Different levels of Twist1 regulate skin tumor initiation, stemness, and progression.

Author information

1
Université Libre de Buxelles (ULB), Institut de Recherche Interdisciplinaire en Biologie Humaine et Moléculaire (IRIBHM), 808 route de Lennik, 1070 Brussels, Belgium.
2
Department of Pathology, Erasme Hospital, ULB, 1070 Brussels, Belgium; DIAPATH - Center for Microscopy and Molecular Imaging (CMMI), 6041 Gosselies, Belgium.
3
Laboratory for Molecular Cancer Biology, Center for the Biology of Disease, VIB, 3000 Leuven, Belgium; Laboratory for Molecular Cancer Biology, Center of Human Genetics, VIB, 3000 Leuven, Belgium.
4
Université Libre de Buxelles (ULB), Institut de Recherche Interdisciplinaire en Biologie Humaine et Moléculaire (IRIBHM), 808 route de Lennik, 1070 Brussels, Belgium; WELBIO, 808 route de Lennik, 1070 Brussels, Belgium. Electronic address: cedric.blanpain@ulb.ac.be.

Abstract

Twist1 promotes epithelial-to-mesenchymal transition (EMT), invasion, metastasis, and cancer stem cell (CSC) properties.

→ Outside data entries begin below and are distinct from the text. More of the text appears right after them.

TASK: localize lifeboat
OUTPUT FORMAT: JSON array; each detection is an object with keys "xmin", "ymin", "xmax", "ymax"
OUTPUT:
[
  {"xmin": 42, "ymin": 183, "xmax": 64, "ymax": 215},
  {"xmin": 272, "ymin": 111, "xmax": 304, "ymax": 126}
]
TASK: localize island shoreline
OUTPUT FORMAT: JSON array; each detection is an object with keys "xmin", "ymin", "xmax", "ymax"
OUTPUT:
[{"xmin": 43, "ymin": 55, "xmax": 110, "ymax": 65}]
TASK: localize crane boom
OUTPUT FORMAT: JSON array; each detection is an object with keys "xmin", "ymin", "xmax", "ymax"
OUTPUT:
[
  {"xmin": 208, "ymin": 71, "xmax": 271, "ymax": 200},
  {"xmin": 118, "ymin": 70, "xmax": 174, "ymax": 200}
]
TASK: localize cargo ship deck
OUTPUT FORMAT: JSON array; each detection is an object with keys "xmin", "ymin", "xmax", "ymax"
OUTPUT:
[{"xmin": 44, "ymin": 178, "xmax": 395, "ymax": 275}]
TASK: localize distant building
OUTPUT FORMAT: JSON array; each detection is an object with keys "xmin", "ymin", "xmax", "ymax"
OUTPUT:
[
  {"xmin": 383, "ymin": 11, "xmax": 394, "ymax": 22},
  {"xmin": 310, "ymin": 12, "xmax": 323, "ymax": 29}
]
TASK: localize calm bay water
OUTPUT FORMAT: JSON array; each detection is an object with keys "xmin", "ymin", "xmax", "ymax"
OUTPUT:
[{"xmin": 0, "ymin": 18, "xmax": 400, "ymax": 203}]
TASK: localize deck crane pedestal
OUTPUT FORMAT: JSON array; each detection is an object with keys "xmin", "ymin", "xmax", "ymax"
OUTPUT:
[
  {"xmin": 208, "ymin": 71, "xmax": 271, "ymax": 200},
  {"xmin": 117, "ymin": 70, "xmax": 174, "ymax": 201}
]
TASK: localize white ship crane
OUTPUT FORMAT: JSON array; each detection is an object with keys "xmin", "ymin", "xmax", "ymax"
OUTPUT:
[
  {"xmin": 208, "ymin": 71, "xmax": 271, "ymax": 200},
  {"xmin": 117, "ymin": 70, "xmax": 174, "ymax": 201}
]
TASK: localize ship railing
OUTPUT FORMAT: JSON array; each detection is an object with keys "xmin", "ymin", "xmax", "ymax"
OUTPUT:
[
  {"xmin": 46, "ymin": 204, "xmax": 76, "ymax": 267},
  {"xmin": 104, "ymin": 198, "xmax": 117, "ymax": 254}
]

However, it remains unclear whether Twist1 is also required for tumor initiation and whether Twist1-induced cancer stemness and EMT are functionally linked. Using a conditional deletion of Twist1 at different stages of skin carcinogenesis, we show that Twist1 is required for skin tumor initiation and progression in a gene-dosage-dependent manner. Moreover, conditional ablation of Twist1 in benign tumors leads to increased apoptosis, reduced cell proliferation, and defective tumor maintenance and propagation independently of its EMT-inducing abilities. Concomitant deletion of Twist1 and p53 rescues the apoptotic response, but not the cell proliferation and propagation defects. These results reveal that Twist1 is required for tumor initiation and maintenance in a p53-dependent and -independent manner. Importantly, our findings also indicate that tumor stemness and EMT can be regulated by distinct mechanisms.

PMID:
25575080
DOI:
10.1016/j.stem.2014.12.002
[Indexed for MEDLINE]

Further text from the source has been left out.